One remarkable change is that most of them are looking global. The perspective has changed. They are no longer looking at the local market alone. China has been a big eye opener.
Sometime back, when we were not growing as fast, companies and individuals were forced to look at outside market. That has given the confidence that they can sell outside India.
Multinationals who have come here for business have taught us a lot about people management and shop floor.
But, we still have to catch up with China in a lot of things…
We lack the infrastructure. For example, a Chinese company's consignment typically reaches its US consumer in a week's time.

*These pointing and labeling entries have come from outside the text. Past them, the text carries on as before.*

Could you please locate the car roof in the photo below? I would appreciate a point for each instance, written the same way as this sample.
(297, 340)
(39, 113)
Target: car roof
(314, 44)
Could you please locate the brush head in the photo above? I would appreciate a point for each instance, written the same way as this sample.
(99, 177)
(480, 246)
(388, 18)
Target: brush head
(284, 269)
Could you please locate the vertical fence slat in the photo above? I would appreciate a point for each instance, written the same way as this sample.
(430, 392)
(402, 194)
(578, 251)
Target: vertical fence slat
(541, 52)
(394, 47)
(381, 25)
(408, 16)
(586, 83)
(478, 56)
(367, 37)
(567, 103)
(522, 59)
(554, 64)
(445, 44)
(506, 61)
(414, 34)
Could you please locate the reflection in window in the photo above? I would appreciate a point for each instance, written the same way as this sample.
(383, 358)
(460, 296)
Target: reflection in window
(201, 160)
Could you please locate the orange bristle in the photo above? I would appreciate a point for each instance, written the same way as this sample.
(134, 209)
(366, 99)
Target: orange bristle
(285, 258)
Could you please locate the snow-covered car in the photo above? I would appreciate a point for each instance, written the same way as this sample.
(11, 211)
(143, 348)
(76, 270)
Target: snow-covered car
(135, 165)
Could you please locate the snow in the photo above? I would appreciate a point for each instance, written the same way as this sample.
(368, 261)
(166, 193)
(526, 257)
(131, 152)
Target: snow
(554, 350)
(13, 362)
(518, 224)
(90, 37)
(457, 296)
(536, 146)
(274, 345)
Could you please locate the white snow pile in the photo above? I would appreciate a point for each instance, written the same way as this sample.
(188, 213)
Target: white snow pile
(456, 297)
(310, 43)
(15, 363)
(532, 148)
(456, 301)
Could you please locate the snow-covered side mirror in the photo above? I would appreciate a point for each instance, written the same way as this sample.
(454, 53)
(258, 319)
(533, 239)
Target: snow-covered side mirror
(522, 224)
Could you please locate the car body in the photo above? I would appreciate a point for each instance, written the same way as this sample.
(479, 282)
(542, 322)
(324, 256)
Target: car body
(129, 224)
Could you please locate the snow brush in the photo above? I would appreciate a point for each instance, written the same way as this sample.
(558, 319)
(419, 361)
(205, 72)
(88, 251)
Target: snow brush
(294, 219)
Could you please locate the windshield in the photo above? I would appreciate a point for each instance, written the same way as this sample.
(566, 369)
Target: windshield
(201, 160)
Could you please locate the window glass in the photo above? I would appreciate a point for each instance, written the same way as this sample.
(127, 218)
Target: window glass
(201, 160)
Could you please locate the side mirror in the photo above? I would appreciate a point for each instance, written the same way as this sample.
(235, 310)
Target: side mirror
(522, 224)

But, for an Indian company, the same may take a couple of months. They have reached the scale, which makes it possible. We are getting there.
What is your assessment of the current market fundamentals? What is the strategy you are following?
We have seen a PE derating in the last four months. Rising commodity prices and high inflation and falling currency have put a question mark on corporate earnings growth. We need to wait till clarity emerges. As a house, we are taking a cautious view and moving to relatively safe sectors such as FMCG and pharma.
Does being cautious also mean holding cash positions?
Right now, we have 10% cash in the two schemes I manage. In the infrastructure fund, we are slightly higher position around 20% as we are still deploying.
What is your view on the real estate sector especially with real estate mutual funds coming up?
In the long-term real estate MFs would be good for the investors. But, on the real estate sector, we have a negative view.
What is your view on the IT sector?
The IT companies will do well. But, there are concerns on profitability. If India does well, then rupee will appreciate. That in turn puts pressure on margins.
What price you are paying is also important.
We are underweight on IT because of concerns over rupee, cost pressures and profitability.